All incremental encoders have two shaft bearings, usually close together. But this makes it difficult to produce an encoder without run-out, which will appears as ripple on the speed feedback. The new encoder’s bearings therefore are widely separated to minimise run-out.

In most incremental encoders, the bearings are not electrically isolated, allowing stray currents in the motor shaft to pass through them to earth. Over time, this causes the bearings to become pitted and can lead to failure as encoder’s disc starts to make contact with the pick-up electronics. To prevent this happening, the new encoder has an isolated shaft.

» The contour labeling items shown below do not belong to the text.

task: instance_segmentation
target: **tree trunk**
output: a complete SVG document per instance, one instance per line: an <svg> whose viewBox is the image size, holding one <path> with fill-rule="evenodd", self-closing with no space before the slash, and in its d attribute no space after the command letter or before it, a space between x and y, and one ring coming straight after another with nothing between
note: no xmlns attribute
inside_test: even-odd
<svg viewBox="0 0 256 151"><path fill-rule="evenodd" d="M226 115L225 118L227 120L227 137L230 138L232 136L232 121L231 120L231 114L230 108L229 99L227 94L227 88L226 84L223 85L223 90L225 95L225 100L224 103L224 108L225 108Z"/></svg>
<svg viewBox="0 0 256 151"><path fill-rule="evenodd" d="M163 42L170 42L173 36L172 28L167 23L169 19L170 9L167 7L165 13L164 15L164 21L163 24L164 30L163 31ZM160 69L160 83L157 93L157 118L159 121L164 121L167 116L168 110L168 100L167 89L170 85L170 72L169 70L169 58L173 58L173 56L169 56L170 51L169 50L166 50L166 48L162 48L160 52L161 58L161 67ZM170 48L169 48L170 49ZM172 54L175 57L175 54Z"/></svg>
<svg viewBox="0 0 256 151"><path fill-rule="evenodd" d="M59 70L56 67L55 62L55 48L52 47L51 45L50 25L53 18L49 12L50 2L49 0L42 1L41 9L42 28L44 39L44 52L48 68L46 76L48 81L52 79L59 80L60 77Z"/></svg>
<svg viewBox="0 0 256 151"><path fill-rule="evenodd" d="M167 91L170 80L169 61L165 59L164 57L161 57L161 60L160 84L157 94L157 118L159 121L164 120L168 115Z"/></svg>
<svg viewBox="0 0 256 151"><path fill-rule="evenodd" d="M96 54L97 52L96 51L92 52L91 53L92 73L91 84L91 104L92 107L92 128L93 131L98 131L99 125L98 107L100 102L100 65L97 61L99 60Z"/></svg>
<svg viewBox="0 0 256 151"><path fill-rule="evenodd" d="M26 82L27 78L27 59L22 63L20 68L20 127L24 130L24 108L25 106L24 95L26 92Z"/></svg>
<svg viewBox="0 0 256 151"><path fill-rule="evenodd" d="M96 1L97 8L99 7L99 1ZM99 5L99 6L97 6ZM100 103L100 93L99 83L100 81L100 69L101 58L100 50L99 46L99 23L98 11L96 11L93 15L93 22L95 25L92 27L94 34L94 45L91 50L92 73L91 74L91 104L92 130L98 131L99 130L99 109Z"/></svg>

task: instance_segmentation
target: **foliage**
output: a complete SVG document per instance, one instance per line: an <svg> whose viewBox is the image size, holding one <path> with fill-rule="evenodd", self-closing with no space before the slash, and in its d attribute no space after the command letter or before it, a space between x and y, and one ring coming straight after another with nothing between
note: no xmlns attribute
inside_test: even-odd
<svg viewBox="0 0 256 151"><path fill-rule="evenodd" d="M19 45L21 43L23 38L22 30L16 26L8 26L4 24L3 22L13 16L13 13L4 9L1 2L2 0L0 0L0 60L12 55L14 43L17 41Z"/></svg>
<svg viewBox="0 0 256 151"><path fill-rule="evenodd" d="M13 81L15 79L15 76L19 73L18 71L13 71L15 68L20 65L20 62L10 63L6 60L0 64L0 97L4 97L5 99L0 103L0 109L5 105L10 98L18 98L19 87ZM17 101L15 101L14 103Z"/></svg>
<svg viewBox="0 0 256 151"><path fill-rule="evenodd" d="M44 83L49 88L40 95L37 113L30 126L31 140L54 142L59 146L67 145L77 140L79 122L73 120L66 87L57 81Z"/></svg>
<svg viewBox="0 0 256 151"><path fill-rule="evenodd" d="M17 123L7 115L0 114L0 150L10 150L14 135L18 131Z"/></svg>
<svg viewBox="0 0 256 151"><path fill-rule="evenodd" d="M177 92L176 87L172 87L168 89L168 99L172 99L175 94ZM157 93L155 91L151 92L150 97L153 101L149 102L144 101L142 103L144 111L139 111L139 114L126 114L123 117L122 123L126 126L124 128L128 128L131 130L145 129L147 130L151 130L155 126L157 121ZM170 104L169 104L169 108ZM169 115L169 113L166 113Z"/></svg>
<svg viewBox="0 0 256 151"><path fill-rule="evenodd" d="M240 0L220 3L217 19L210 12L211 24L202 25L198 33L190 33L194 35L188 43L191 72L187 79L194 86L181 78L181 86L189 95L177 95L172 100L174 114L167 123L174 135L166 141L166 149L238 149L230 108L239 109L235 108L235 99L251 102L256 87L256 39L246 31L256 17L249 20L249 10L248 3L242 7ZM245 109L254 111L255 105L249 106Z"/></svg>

Conventional encoders usually incorporate either accurate, but fragile, glass code disks, or tougher, but less accurate, plastic discs with restricted operating temperatures. The new encoder uses a metal disk, said to produce as good a signal quality as a glass encoder but with the robustness of a plastic disc and an operating temperature range of -20 to 100°C.

The 60mm-diameter, IP65-rated encoder offers a choice of metric (10-15mm) or imperial hollow-shaft mounting options, and has a resolution of up to 10,000 lines (equivalent to 40,000 pulses/rev after multiplication).